Since July, coinciding with increased PCR testing, there is an unusual uniformity to the official regional COVID death curves that is not apparent in the regional excess death curves, strongly suggesting an artefactual relationship.
To test this hypothesis, I generated an “excess” COVID death curve to represent the true measure of COVID impact on mortality. I derived this curve from the excess death that could not be explained by other causes.
This derived excess death curve correlates strongly with the ONS death measures during the epidemic but breaks down in October, whereas the PCR+ death curve does not correlate with the ONS curves during the epidemic but does now.
During the epidemic, by definition a “widespread” event, all regions experienced a co-ordinated rise in excess mortality, expanding upwards. But in October, only the North West and Yorkshire are in excess, and the expansion is down, not up.
Other significant factors include mention of acute respiratory infection (pneumonia), high ratio of excess over 65s death, tendency towards 50:50 sex ratio, tendency away from deaths at home to deaths in hospitals and care homes.
These factors clearly indicate that the epidemic was over by the end of May (3 to 4 weeks before the end of excess COVID death and factors on 19th June). Everything since is very localised.

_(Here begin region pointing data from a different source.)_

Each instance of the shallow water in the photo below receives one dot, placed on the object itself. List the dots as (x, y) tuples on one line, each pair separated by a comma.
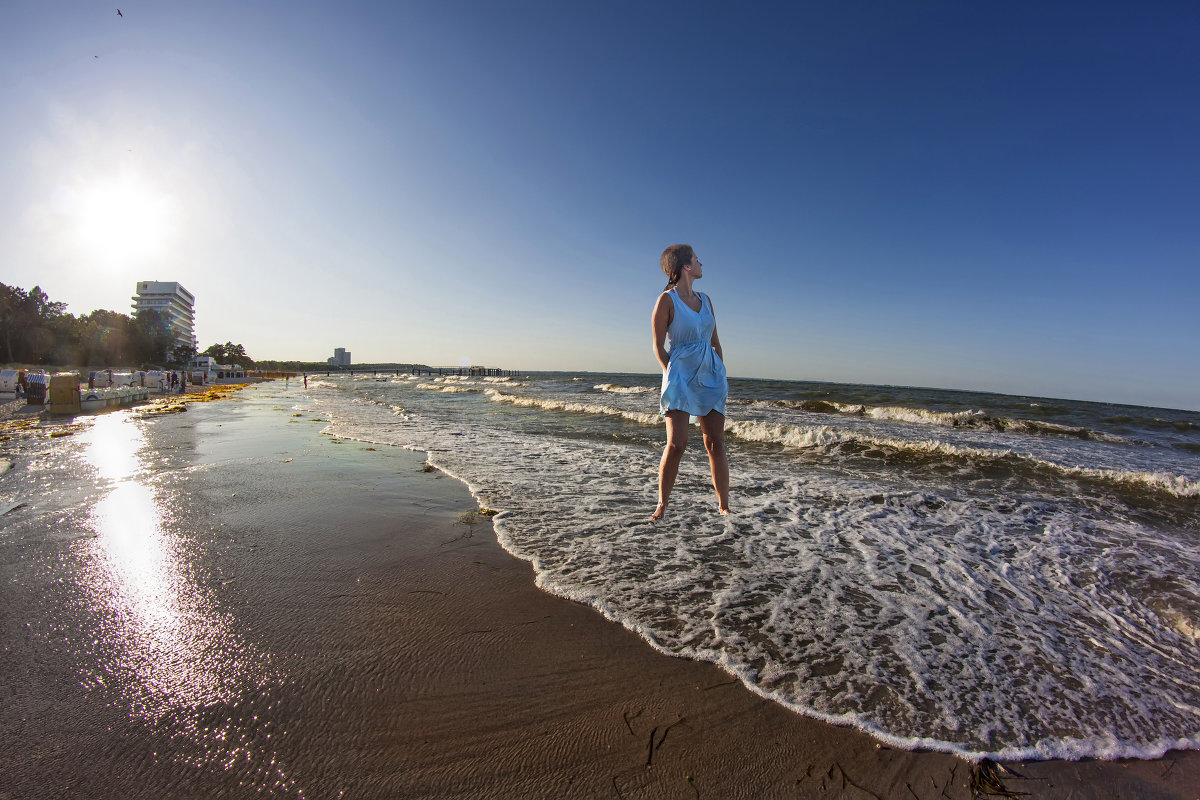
[(979, 573)]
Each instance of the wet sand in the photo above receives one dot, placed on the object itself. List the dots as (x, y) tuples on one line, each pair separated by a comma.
[(316, 618)]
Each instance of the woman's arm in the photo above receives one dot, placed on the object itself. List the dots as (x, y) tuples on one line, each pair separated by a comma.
[(659, 323), (715, 341)]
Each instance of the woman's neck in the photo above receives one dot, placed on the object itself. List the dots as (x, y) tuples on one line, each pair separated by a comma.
[(683, 288)]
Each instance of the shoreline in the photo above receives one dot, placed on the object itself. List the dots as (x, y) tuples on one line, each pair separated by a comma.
[(442, 669)]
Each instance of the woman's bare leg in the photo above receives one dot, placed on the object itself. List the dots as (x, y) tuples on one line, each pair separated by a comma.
[(712, 425), (677, 441)]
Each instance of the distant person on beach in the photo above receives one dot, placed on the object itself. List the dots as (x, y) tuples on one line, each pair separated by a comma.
[(694, 382)]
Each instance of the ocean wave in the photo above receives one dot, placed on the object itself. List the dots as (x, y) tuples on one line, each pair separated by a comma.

Crucially, the October COVID deaths can be identified to local outbreaks in the North West and Yorkshire that have already expired. There is no growth, let alone exponential growth as purported by the PCR+ curves.
This model is sensitive enough to identify small, local outbreaks in the South East on 21-Aug, 11-Sep and 2-Oct which were missed by the epidemiological strategies and not significant enough to register in the national excess death.
In addition to obscuring the identification of outbreaks that might have led to the prevention COVID deaths, the government’s non-pharmaceutical interventions have caused in the region of 25,000 excess deaths from other causes.